Interessante refletirmos sobre essa passagem do texto de Jung. Conseguimos de fato dar atenção ao que sentimos? É com muita frequência que diante de situações "problemas" reagimos sem nem sequer notarmos o motivo pelo qual tivemos tal atitude. Diante de uma fala torta, de um tom de voz alterado, de uma expectativa frustrada temos uma reação de contra-ataque. No entanto, nos enganamos quando dizemos que tal sentimento, seja de raiva, de indignação, foi o motivador de tal atitude. Será mesmo que estamos próximos do que sentimos?

É natural o comportamento reativo, mas não podemos dizer que ele nos traz clareza de algo em nós. A reação é em decorrência de algum sentimento afetado que não foi devidamente olhado. Quando conseguimos identificar por trás da reação o sentimento que foi machucado, podemos com mais veracidade resolver o problema em si e com o outro. 

Quantas vezes, frente a algum incômodo, você parou para prestar atenção ao seu sentimento? Quantas vezes percebeu que a atitude do outro trouxe alguma informação desconhecida sobre você? Não é pensar na frase mais corriqueira que "aquilo que está no outro está em você", é ir além. É perceber que a ação do outro, que gerou sua reação, te trouxe um sentimento desconhecido sobre você. Nem sempre o que a pessoa te faz diz respeito ao que você é, mas pode trazer elementos do que você sente. Quando se percebe o que sente é possível notar a reação diante desse sentimento. Será então que a reação é para responder ao outro ou seria para proteger tal sentimento de vir à tona? Seria possível a indagação: o que estou sentindo? 

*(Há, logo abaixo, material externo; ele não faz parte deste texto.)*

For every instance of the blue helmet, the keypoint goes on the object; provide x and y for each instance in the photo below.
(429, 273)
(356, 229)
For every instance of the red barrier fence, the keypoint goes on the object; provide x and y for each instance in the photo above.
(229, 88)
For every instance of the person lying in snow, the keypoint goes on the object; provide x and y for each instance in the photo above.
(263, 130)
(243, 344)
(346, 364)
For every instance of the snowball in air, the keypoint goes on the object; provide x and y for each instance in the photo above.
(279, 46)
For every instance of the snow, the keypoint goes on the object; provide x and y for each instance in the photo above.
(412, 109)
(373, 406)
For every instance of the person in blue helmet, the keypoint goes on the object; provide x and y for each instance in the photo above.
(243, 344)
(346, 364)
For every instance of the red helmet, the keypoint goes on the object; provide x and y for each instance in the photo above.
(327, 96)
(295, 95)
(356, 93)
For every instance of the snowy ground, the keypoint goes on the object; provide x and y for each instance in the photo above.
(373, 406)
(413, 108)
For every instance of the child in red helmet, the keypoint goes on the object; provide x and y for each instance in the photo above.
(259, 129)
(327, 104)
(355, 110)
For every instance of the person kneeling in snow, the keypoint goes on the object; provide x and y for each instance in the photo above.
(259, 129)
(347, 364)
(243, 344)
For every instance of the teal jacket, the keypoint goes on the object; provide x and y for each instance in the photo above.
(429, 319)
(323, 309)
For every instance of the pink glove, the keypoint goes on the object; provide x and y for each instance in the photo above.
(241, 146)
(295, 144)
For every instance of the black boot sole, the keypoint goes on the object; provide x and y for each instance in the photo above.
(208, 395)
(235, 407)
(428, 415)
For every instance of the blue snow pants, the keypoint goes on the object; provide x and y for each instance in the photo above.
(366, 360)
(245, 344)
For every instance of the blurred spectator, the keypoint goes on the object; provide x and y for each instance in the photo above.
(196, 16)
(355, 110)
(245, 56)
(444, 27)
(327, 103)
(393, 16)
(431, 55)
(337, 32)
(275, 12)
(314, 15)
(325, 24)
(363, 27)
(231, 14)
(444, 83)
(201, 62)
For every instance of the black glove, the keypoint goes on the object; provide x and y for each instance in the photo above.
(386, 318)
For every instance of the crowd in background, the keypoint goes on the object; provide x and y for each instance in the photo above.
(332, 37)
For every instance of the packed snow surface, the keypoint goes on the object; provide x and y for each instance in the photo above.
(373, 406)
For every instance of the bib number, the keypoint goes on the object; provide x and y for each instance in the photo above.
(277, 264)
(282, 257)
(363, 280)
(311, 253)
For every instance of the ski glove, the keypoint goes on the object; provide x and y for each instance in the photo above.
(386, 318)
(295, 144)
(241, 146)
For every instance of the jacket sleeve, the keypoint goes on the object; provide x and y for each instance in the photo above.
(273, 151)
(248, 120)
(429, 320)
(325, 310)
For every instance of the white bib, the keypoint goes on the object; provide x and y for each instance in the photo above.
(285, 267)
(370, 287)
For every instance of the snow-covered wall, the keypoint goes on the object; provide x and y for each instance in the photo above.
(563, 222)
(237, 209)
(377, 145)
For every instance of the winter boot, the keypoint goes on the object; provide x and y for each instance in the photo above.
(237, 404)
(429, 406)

Em que lugar posicionamos nossos sentimentos? São nossos oponentes ou possíveis aliados na jornada da individuação? 

terça-feira, 27 de janeiro de 2015

O novo ano realmente existe?

Metas, metas e metas. Começamos o ano com uma infinidade de metas. No entanto, o que de fato representam em nossas vidas? Com frequência temos sido invadidos por uma torrente de selfies. Que necessidade é essa de paralisar uma imagem produzida de si? Seriam as metas algo próximo a esse olhar? 

O início de cada ciclo traz consigo a ideia fixa de mudança. Com sentimento pertinente e persistente de esperança, uma motivação alucinada em mudar atitudes, comportamentos, pensamentos, namorado, vida, profissão. Num passe de mágica tudo, a partir do momento em que fixo algo em mim, pode mudar. Mas as metas são uma necessidade ou mais uma repetição de algo que não correspondo no mundo? Essa super excitação com desejo desenfreado de torna-se diferente, e ao mesmo tempo exemplo de superação, não seria uma fixação narcisista? 

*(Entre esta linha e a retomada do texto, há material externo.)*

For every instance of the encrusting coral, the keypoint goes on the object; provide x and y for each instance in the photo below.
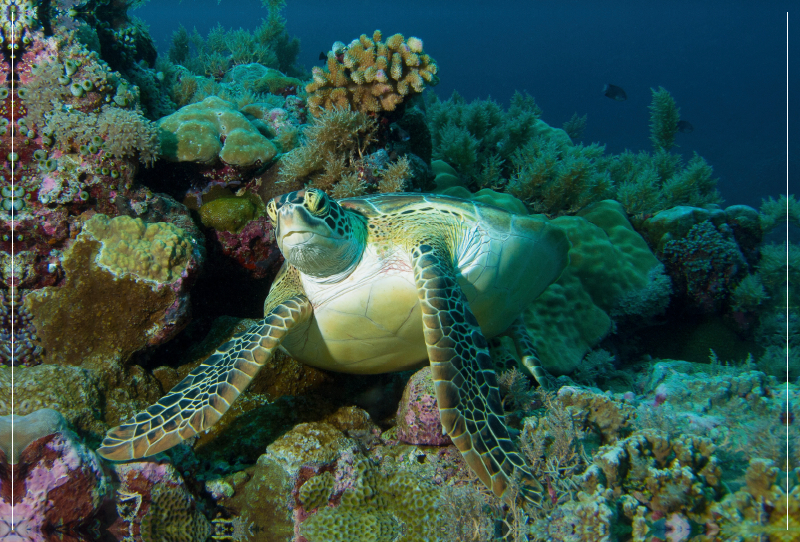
(664, 117)
(157, 253)
(370, 75)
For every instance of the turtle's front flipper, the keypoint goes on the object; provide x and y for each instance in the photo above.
(465, 382)
(200, 399)
(527, 353)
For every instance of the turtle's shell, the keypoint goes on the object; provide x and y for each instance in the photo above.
(371, 321)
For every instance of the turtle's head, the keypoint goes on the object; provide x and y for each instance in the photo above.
(315, 234)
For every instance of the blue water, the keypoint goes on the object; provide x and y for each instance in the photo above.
(724, 63)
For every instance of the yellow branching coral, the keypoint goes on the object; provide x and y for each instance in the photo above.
(370, 75)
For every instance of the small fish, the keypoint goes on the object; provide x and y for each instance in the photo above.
(615, 93)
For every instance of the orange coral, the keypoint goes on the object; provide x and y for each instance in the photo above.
(371, 75)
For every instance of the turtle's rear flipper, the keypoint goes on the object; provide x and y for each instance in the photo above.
(200, 399)
(465, 382)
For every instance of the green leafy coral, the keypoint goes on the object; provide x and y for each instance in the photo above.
(479, 135)
(514, 150)
(554, 179)
(664, 117)
(332, 157)
(269, 44)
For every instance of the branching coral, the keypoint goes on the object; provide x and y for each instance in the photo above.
(371, 75)
(664, 117)
(555, 179)
(648, 183)
(124, 133)
(478, 137)
(704, 265)
(763, 509)
(269, 44)
(334, 157)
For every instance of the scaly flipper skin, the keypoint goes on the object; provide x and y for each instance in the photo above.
(464, 379)
(200, 399)
(527, 353)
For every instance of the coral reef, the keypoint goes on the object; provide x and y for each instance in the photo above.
(763, 508)
(773, 212)
(222, 50)
(370, 75)
(22, 344)
(60, 486)
(214, 130)
(335, 157)
(557, 178)
(664, 117)
(227, 214)
(395, 507)
(609, 262)
(479, 138)
(704, 265)
(147, 268)
(575, 127)
(153, 504)
(418, 413)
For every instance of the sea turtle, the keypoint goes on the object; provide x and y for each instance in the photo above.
(378, 284)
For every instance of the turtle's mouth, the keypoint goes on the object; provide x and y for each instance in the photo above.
(299, 237)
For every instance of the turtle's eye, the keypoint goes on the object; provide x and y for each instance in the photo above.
(316, 201)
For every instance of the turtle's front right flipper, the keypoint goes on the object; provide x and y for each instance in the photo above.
(200, 399)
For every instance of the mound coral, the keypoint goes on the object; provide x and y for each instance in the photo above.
(227, 214)
(609, 262)
(269, 44)
(370, 75)
(214, 129)
(384, 508)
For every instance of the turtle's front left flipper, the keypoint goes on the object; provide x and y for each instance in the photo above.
(464, 378)
(200, 399)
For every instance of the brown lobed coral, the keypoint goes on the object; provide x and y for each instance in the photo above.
(371, 75)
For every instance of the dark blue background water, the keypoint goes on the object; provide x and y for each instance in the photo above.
(723, 61)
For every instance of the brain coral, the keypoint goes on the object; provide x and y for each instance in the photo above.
(156, 252)
(214, 129)
(371, 75)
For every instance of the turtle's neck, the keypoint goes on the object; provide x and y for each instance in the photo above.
(334, 265)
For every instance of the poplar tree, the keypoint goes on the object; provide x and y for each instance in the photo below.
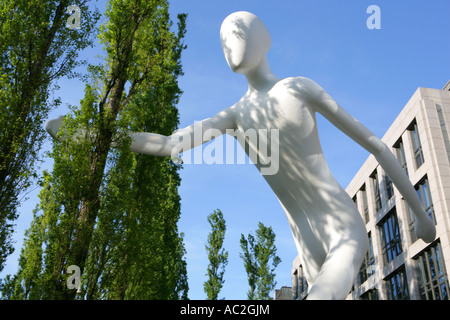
(111, 212)
(218, 257)
(260, 261)
(36, 49)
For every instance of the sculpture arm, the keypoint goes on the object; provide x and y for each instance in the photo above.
(183, 139)
(324, 104)
(160, 145)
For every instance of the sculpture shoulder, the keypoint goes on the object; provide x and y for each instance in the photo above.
(303, 88)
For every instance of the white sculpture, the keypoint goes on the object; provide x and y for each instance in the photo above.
(328, 230)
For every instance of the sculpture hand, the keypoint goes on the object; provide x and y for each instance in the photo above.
(53, 126)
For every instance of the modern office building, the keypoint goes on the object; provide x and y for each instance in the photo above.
(398, 265)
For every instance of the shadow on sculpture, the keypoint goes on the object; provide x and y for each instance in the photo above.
(327, 228)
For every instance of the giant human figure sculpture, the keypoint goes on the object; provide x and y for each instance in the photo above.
(328, 230)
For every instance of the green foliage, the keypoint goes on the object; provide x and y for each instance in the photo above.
(109, 211)
(218, 257)
(36, 49)
(260, 261)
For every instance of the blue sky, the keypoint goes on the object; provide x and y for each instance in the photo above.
(370, 73)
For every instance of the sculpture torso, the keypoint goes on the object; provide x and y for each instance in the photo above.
(303, 183)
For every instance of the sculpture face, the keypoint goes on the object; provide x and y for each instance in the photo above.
(245, 41)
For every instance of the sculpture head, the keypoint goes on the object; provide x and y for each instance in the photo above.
(245, 41)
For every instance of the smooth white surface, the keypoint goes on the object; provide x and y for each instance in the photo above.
(328, 231)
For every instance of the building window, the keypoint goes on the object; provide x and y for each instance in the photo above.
(400, 152)
(368, 265)
(433, 278)
(389, 187)
(371, 294)
(398, 285)
(376, 190)
(390, 233)
(417, 146)
(365, 205)
(423, 191)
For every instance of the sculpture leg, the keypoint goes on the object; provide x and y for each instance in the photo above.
(340, 268)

Não me canso de deparar com metas, listas com itens adicionais e pouquíssima reflexão. Toda justificativa gira em torno de "quero ser saudável", "quero correr", "preciso me alimentar melhor", "serei meu próprio chefe", "quero um novo amor, mas esse vai ser diferente", "yoga", "Pilates", "meditação", "zumba", "dança dos famosos, ops, quer dizer, dança de salão" e mais um tanto de falas reproduzidas sem nenhuma reflexão. O que tem acontecido nesse tsunami de deveres sem sentido real? Muitos levam a vida na expectativa de corresponder o olhar do outro. Acreditam nas metas como sendo suas e ao se deparar com uma pergunta simples como: o que te levou a escolher esse caminho? Ou ainda: o que você espera desse encontro com essa meta? Um silêncio abismal aparece e logo uma mudança de fala. 

As pessoas se perderam de si e acreditam piamente que encontrarão num selfie parte ou algum ângulo que passou despercebido no espelho. Talvez precisassem fazer mais raio-x ou ressonância para quem sabe compreenderem que algo dentro precisa ser notado, ouvido, pensado, criticado, elogiado e principalmente conhecido. 

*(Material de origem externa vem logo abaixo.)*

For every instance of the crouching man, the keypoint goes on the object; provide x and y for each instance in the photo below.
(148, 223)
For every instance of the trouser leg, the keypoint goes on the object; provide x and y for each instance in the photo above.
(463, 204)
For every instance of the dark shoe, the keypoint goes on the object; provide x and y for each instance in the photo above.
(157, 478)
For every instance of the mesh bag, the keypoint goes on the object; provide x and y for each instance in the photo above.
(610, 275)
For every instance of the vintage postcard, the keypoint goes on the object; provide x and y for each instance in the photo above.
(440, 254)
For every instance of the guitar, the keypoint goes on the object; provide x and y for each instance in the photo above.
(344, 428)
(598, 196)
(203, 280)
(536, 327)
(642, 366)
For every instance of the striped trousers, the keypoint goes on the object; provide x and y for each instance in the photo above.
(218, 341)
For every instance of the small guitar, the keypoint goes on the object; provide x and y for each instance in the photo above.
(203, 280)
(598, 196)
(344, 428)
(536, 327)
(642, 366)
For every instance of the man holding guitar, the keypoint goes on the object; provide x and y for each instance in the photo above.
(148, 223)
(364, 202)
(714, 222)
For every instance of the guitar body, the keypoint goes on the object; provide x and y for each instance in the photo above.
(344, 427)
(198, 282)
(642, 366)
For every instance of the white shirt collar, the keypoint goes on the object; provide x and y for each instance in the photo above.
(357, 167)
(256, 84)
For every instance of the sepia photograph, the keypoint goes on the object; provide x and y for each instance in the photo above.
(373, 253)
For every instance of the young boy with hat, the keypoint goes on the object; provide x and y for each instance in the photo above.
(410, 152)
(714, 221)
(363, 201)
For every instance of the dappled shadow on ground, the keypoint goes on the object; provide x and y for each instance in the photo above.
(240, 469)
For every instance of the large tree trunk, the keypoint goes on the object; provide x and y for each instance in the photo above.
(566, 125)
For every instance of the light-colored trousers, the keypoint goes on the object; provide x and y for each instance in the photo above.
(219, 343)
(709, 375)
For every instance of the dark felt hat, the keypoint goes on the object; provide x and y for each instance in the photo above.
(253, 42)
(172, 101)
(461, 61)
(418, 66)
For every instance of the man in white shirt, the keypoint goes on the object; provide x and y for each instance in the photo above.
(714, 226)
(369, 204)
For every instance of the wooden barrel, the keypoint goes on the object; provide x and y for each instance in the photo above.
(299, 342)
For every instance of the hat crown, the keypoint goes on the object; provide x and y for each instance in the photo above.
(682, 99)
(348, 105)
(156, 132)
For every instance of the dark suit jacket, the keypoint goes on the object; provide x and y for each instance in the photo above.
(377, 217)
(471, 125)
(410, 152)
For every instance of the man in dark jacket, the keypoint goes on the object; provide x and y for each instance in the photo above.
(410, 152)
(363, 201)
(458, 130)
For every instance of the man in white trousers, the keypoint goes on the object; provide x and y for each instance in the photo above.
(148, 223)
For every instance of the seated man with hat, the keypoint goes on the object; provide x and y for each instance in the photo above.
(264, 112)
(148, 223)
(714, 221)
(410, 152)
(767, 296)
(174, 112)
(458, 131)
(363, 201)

Enfim, ironias a parte, pode ter parecido um desabafo. Na verdade não é um texto onde quero desafogar ou incentivar as pessoas a procurarem terapia. É somente um questionamento: começarei um ano a partir de 2014 como uma linha reta ou como uma página virada? Página virada a gente só consegue quando algo de nós realmente transcende e não quando jogamos o calendário velho fora. 

Pensemos um pouco: partimos dia 1º de janeiro de 2015 de um novo lugar ou do mesmo lugar que estivemos em 1º de janeiro de 2014?